A strange bird indeed
Odysseus aulêtês: A Ptolemaic phantom?
Needless to say, this episode in the Ithacan hero’s life is attested only here. Did Ptolemy simply make it up? Perhaps. Certainly, key details are so at odds with known traditions concerning Odysseus that it is difficult to imagine their having any source besides Ptolemy himself. Nowhere else do we hear of Odysseus making music, much less on the double reed pipes called auloi, which are markedly absent from the Odyssey and are mentioned only twice in the Iliad (X 13, XVIII 495). The epics focus rather on the phorminx, the lyre-like stringed instrument played by the bards Demodocus and Phemius as well as the heroes Achilles and Paris. The latter are the only two Homeric heroes to play music, and neither do so in an agonistic context, which in reality tended to be the province of virtuoso professional musicians.
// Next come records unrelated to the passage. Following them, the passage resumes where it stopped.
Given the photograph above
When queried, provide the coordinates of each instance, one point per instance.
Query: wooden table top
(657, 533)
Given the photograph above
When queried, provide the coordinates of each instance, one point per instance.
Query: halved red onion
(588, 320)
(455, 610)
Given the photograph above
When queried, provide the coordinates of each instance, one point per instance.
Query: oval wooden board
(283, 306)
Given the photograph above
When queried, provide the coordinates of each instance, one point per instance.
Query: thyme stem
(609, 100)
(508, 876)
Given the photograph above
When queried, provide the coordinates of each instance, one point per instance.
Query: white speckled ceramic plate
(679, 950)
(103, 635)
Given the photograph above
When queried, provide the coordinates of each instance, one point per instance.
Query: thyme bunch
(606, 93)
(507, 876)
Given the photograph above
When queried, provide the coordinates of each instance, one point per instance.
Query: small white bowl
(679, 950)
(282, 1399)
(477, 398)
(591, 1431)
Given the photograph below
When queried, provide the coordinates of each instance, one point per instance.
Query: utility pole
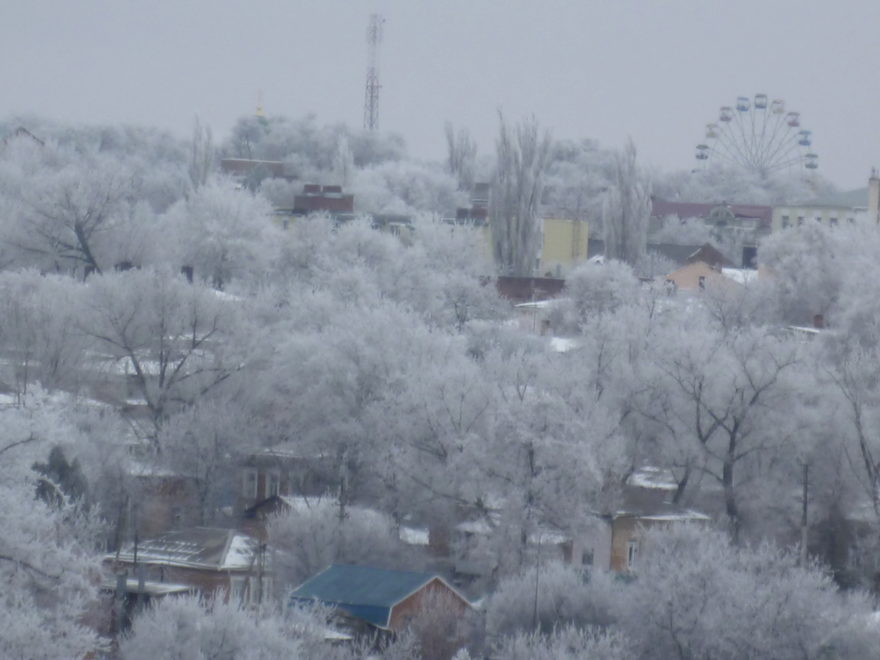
(371, 92)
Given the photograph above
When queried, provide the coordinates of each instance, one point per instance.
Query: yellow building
(563, 246)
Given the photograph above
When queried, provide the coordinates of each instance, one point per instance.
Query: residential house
(740, 227)
(254, 519)
(210, 560)
(832, 210)
(563, 245)
(703, 266)
(284, 470)
(375, 598)
(647, 505)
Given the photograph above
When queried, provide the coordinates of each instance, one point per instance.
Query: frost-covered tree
(188, 627)
(461, 154)
(222, 233)
(626, 209)
(201, 157)
(38, 332)
(48, 562)
(67, 211)
(169, 337)
(564, 643)
(549, 596)
(522, 154)
(697, 596)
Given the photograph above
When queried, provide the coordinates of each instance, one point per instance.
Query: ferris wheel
(758, 135)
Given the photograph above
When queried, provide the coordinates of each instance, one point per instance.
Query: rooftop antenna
(371, 92)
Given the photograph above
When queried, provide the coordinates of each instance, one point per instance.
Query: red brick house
(380, 598)
(225, 562)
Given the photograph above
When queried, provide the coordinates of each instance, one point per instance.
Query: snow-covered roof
(537, 304)
(200, 547)
(563, 344)
(414, 536)
(150, 587)
(740, 275)
(651, 476)
(683, 515)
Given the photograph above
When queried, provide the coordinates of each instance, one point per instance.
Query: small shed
(384, 599)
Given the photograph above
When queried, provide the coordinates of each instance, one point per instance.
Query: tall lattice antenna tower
(371, 92)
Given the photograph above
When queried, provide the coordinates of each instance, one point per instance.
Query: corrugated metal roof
(363, 591)
(199, 547)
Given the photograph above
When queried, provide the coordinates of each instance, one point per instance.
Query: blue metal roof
(365, 592)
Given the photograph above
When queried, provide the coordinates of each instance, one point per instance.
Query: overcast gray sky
(656, 71)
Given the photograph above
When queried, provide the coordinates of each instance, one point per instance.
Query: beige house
(563, 245)
(842, 208)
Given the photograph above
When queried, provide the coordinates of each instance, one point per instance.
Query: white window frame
(273, 478)
(250, 483)
(632, 553)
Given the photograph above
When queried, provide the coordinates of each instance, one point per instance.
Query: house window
(249, 484)
(632, 554)
(238, 589)
(273, 483)
(587, 557)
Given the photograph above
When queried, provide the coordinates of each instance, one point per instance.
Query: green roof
(362, 585)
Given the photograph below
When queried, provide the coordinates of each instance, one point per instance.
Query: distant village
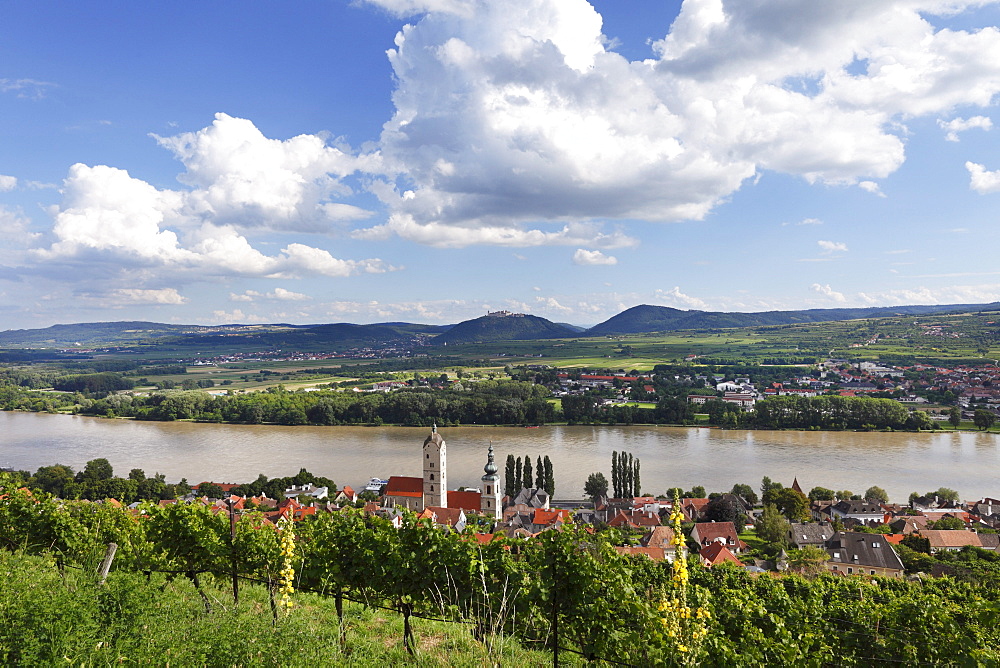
(918, 385)
(854, 536)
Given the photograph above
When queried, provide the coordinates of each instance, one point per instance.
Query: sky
(312, 161)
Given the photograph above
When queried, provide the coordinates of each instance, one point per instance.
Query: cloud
(981, 180)
(587, 258)
(510, 114)
(241, 177)
(832, 246)
(107, 216)
(15, 228)
(956, 125)
(872, 187)
(278, 294)
(444, 235)
(827, 291)
(25, 88)
(168, 296)
(675, 297)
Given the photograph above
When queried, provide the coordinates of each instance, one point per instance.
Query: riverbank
(671, 456)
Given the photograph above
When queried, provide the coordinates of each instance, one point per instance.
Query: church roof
(400, 485)
(465, 500)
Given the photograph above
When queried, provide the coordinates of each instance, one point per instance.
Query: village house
(725, 533)
(863, 554)
(942, 540)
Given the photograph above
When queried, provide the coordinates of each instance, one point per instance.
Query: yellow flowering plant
(684, 627)
(286, 580)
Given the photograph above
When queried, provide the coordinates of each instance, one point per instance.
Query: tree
(793, 505)
(821, 494)
(745, 492)
(876, 494)
(772, 527)
(596, 485)
(96, 469)
(767, 487)
(211, 490)
(615, 475)
(637, 488)
(983, 419)
(945, 494)
(508, 476)
(722, 509)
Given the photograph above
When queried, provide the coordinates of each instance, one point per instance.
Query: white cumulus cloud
(832, 246)
(871, 187)
(982, 180)
(510, 113)
(586, 257)
(827, 291)
(168, 296)
(956, 125)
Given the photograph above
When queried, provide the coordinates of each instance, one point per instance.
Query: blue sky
(428, 160)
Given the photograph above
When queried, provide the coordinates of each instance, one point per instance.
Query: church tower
(489, 502)
(435, 471)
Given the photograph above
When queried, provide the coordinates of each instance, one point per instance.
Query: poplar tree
(508, 476)
(550, 479)
(615, 477)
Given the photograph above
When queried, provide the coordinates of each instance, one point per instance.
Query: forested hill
(299, 337)
(503, 328)
(647, 318)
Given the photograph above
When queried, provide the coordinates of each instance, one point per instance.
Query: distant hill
(503, 328)
(338, 336)
(92, 334)
(646, 318)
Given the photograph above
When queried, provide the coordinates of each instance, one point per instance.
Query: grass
(48, 618)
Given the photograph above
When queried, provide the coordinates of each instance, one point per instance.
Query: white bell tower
(435, 471)
(489, 503)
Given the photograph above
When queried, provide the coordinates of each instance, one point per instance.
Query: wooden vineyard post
(105, 567)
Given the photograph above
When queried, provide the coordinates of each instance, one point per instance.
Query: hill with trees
(513, 327)
(648, 318)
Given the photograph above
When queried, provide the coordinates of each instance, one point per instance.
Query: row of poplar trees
(624, 475)
(518, 475)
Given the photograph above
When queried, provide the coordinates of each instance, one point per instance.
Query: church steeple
(489, 503)
(491, 467)
(435, 470)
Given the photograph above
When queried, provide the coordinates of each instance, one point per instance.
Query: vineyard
(310, 591)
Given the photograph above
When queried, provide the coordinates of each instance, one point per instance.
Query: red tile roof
(717, 553)
(400, 485)
(465, 500)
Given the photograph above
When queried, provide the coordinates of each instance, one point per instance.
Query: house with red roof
(404, 492)
(724, 533)
(717, 553)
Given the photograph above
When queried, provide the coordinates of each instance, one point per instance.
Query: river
(671, 456)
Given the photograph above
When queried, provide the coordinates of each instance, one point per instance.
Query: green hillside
(503, 328)
(647, 318)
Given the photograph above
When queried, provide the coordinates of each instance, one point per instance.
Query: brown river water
(671, 456)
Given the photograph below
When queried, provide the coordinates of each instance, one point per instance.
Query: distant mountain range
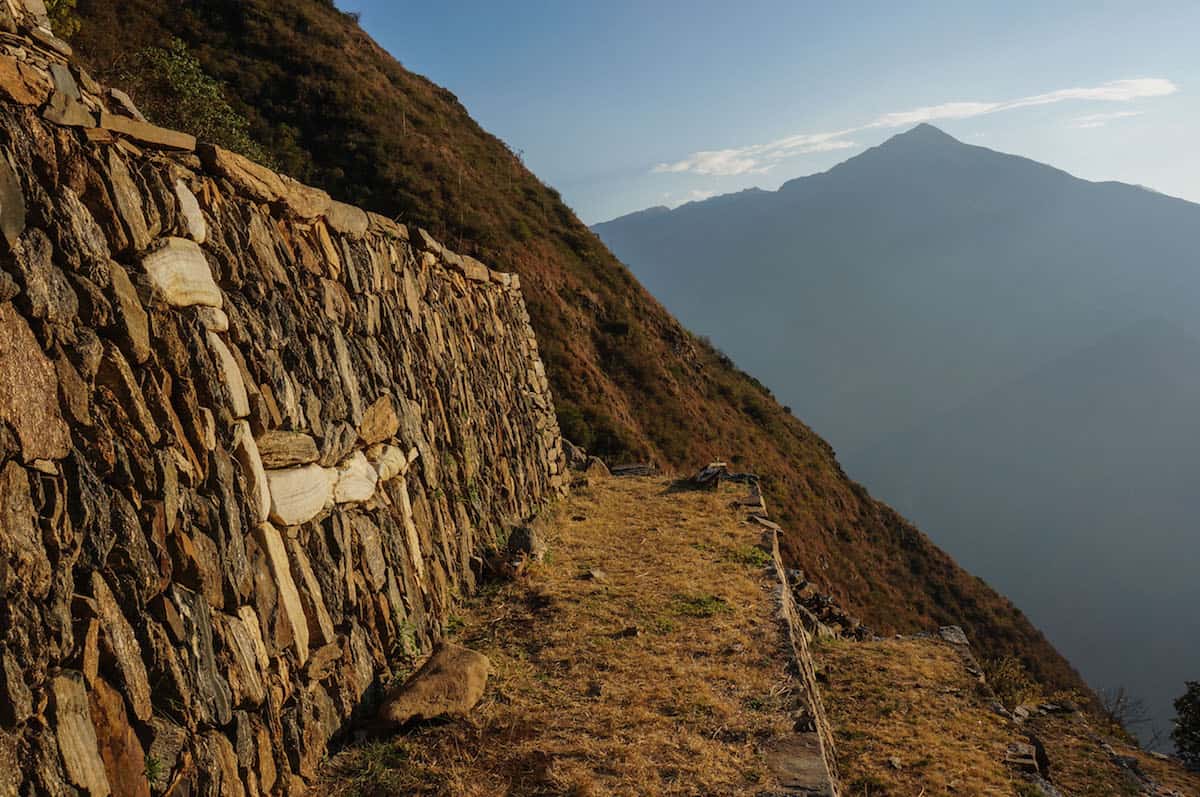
(1003, 352)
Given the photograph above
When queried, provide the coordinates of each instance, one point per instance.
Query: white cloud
(759, 159)
(1101, 120)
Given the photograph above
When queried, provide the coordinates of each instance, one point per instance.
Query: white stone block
(181, 275)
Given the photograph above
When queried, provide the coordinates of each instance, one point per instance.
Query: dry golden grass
(912, 701)
(666, 676)
(1080, 767)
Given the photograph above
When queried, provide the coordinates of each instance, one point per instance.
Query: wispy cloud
(1101, 120)
(759, 159)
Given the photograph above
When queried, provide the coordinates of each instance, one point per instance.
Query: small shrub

Indeed, the Iliad and Odyssey are altogether lacking in references to formalized musical contests (mousikoi agônes) such as the one that seems to be imagined in the New History. [16] So Ptolemy presents us with a radically, perhaps calculatedly un-Homeric Odysseus: a virtuoso aulete of all things, who for some reason—here Photius probably omitted a scene-setting explanation—competes in an Etruscan musical contest.